Polisi, Damkar dan BPBD Berjibaku Bersihkan Lumpur Tebal di Jalan Nasional Atambua – Weluli

www.peristiwaaktual.com.ǁNTT,22 Februari  2026-Meluapnya Kali Baukama di Dusun Boe, Desa Bauho tidak hanya merendam permukiman dan lahan pertanian warga di Kecamatan Tasifeto Timur, tetapi juga meninggalkan lapisan lumpur tebal di badan jalan nasional segmen Atambua-Weluli.

Kondisi tersebut membuat permukaan jalan licin dan membahayakan pengendara yang melintas, tepatnya di RT 01/RW 01, Dusun Boe, Desa Bauho, Kecamatan Tasifeto Timur, Kabupaten Belu.

Menindaklanjuti situasi tersebut, Polsek Tasifeto Timur di bawah pimpinan Kapolsek IPDA Yusran bersama petugas Damkar Pemkab Belu serta BPBD Belu dan masyarakat setempat melakukan operasi pembersihan material lumpur dan tanah secara masif.

Sabtu (21/2/2026) malam, dalam operasi itu, satu unit mobil pemadam kebakaran dan satu unit tanki air dikerahkan untuk menyemprot dan membersihkan lumpur yang menutup badan jalan.

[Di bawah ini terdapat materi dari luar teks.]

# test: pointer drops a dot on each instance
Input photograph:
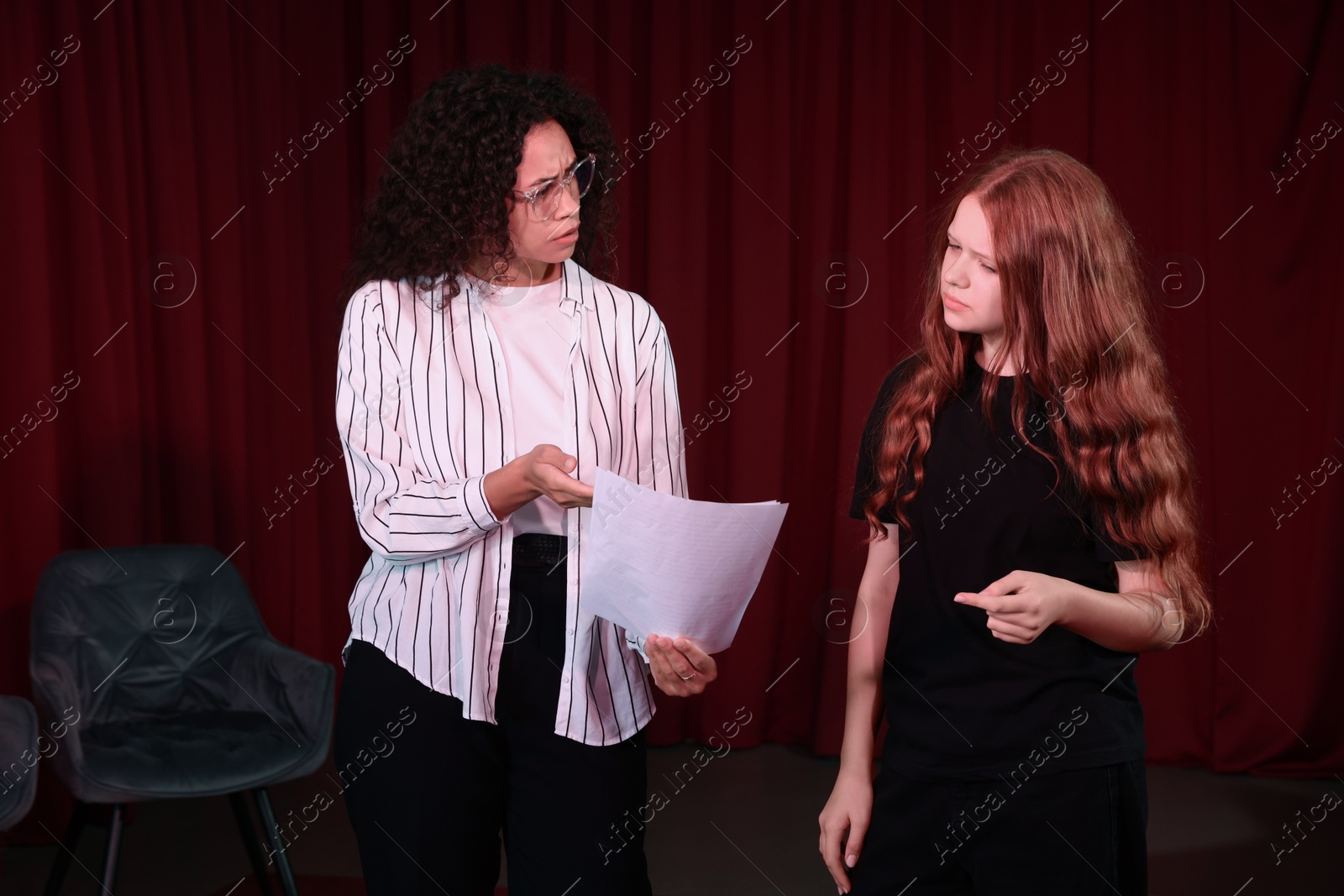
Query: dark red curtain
(181, 183)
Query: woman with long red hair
(1032, 528)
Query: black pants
(1079, 832)
(428, 815)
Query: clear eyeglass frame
(544, 197)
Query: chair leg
(249, 835)
(277, 844)
(69, 844)
(109, 862)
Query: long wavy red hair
(1077, 316)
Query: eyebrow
(542, 181)
(963, 244)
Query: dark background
(779, 226)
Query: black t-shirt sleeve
(866, 472)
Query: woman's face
(538, 244)
(971, 301)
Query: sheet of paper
(655, 563)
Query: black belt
(539, 550)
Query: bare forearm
(862, 715)
(1128, 622)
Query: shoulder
(381, 301)
(625, 311)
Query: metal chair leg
(109, 862)
(69, 844)
(249, 835)
(277, 844)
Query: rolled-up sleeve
(402, 513)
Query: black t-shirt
(960, 701)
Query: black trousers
(429, 813)
(1079, 832)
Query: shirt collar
(575, 288)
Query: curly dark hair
(445, 194)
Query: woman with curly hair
(484, 375)
(1032, 528)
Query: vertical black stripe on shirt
(497, 533)
(401, 614)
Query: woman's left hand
(679, 667)
(1021, 605)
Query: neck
(522, 271)
(990, 351)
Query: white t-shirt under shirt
(538, 336)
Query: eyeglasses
(544, 197)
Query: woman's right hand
(546, 470)
(848, 809)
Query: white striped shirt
(423, 414)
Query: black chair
(20, 754)
(160, 665)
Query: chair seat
(187, 755)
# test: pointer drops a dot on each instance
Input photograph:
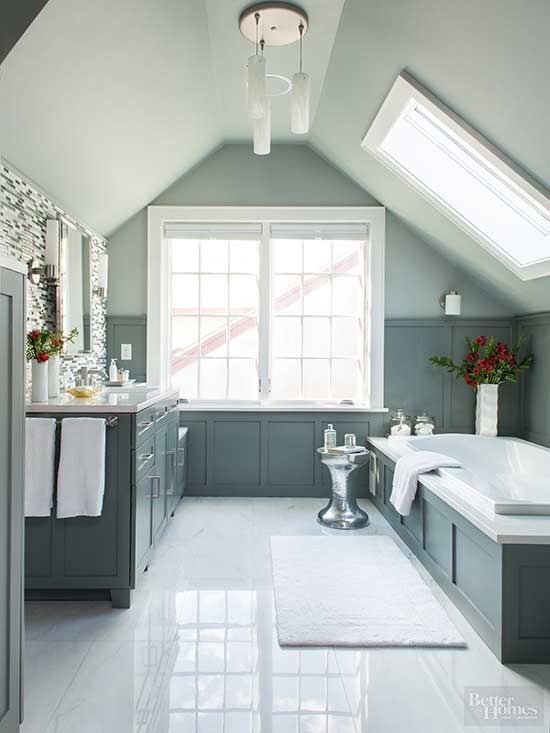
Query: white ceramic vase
(487, 410)
(39, 381)
(53, 376)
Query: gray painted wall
(295, 175)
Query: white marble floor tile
(198, 651)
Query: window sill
(235, 407)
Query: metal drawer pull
(155, 494)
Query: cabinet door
(144, 521)
(12, 371)
(159, 482)
(171, 467)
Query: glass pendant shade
(299, 115)
(262, 132)
(257, 100)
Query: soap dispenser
(330, 437)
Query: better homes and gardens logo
(504, 706)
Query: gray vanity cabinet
(12, 405)
(85, 556)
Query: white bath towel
(407, 470)
(39, 465)
(81, 474)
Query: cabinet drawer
(145, 424)
(144, 457)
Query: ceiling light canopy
(274, 24)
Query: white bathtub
(499, 475)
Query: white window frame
(159, 289)
(405, 94)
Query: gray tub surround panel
(88, 556)
(12, 450)
(536, 384)
(24, 210)
(267, 452)
(497, 572)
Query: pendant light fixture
(274, 24)
(257, 100)
(299, 110)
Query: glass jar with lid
(424, 424)
(400, 424)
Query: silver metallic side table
(342, 511)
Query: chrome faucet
(84, 374)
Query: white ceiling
(107, 103)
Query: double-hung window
(268, 311)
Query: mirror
(74, 304)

Sejumlah anggota polisi, petugas Damkar, dan BPBD terlihat berada di lokasi untuk mengatur arus lalu lintas sekaligus memastikan proses pembersihan berjalan lancar. Selain itu tampak juga Camat Tasifeto Timur Arther Hemanus Rinmalae, SP.

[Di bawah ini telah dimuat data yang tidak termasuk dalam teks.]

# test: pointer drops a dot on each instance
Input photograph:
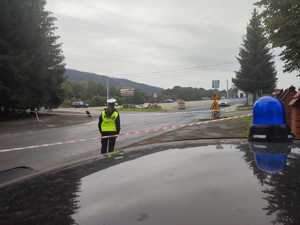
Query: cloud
(155, 42)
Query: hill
(75, 75)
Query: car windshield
(85, 81)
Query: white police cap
(111, 101)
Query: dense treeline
(31, 59)
(257, 74)
(95, 94)
(189, 93)
(282, 23)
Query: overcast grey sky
(159, 42)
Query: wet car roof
(211, 184)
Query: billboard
(127, 92)
(216, 84)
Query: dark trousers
(108, 144)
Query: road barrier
(130, 133)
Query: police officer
(109, 126)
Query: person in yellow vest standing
(109, 126)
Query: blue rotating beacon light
(269, 123)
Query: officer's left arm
(100, 122)
(118, 123)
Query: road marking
(130, 133)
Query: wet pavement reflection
(211, 184)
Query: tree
(31, 59)
(257, 74)
(282, 20)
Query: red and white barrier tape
(130, 133)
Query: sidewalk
(225, 129)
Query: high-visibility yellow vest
(109, 123)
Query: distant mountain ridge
(75, 75)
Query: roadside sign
(216, 84)
(127, 92)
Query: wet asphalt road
(233, 183)
(45, 157)
(41, 158)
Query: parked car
(80, 104)
(224, 104)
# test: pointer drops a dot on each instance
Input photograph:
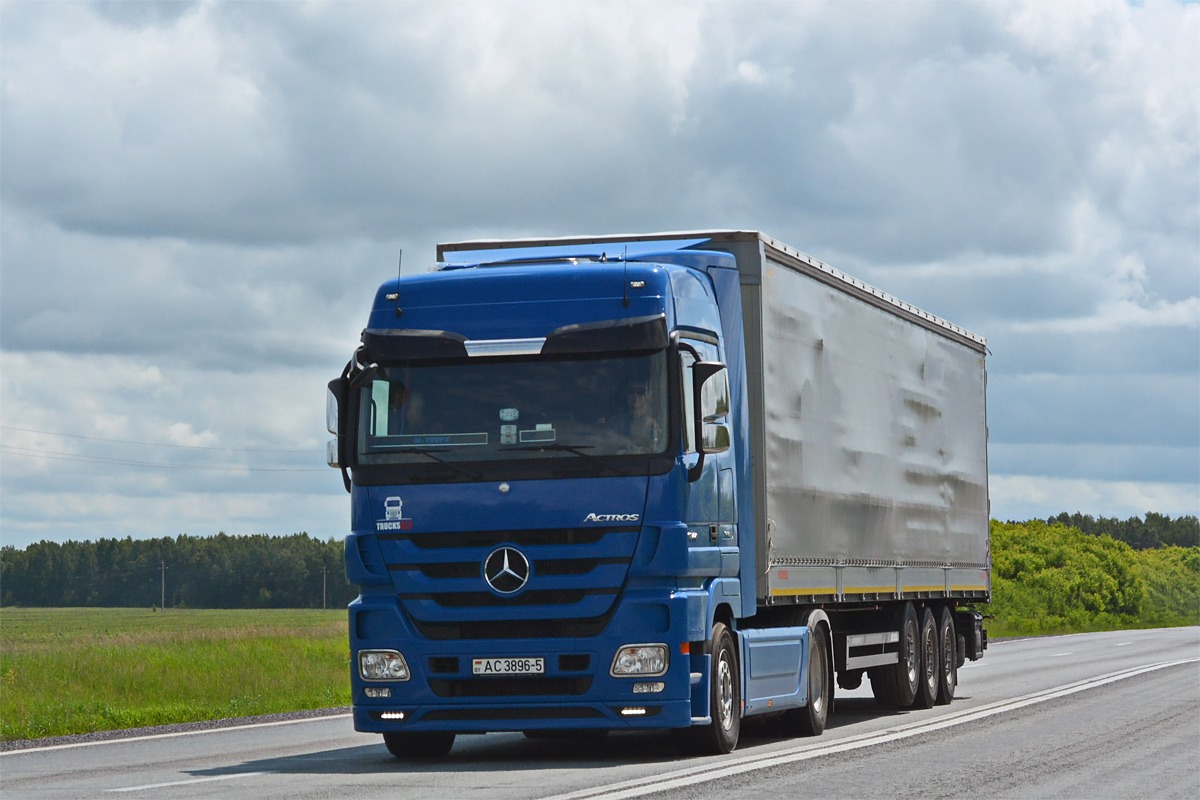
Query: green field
(79, 669)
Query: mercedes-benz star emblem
(507, 570)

Kapolsek Tasifeto Timur, IPDA Yusran, mengatakan langkah tersebut merupakan bentuk pelayanan prima kepolisian kepada masyarakat.

Menurutnya, endapan lumpur akibat luapan kali telah mengganggu kelancaran arus lalu lintas di ruas jalan nasional Atambua dan akses menuju beberapa kecamatan seperti Tasifeto Timur, Raihat, Lasiolat, Lamaknen dan Lamaknen Selatan.

“Kami mendapatkan informasi dari masyarakat mengenai kondisi lumpur di jalan akibat luapan Kali Baukama. Sejak menerima laporan, kami langsung berkoordinasi dengan BPBD dan Damkar Belu. Selain itu, anggota juga langsung turun ke lokasi untuk mengamankan lokasi sehingga meminimalisir kecelakaan” ujarnya.

Ia menambahkan, peristiwa tersebut juga menyebabkan sejumlah rumah warga terendam banjir serta puluhan hektar sawah yang sudah dan sementara ditanami padi maupun tanaman hortikultura mengalami kerusakan.

“Ada sekitar empat rumah warga yang kena dampak serta belasan hektar lahan pertanian mengalami kerusakan,” tuturnya.

IPDA Yusran turut mengimbau para pengguna jalan agar tetap waspada dan mematuhi aturan lalu lintas saat melintas di jalur terdampak.

“Keselamatan dalam berkendara adalah tanggung jawab bersama. Kami meminta masyarakat untuk patuh aturan demi menjaga keselamatan diri sendiri dan orang lain di jalan raya,” tegasnya.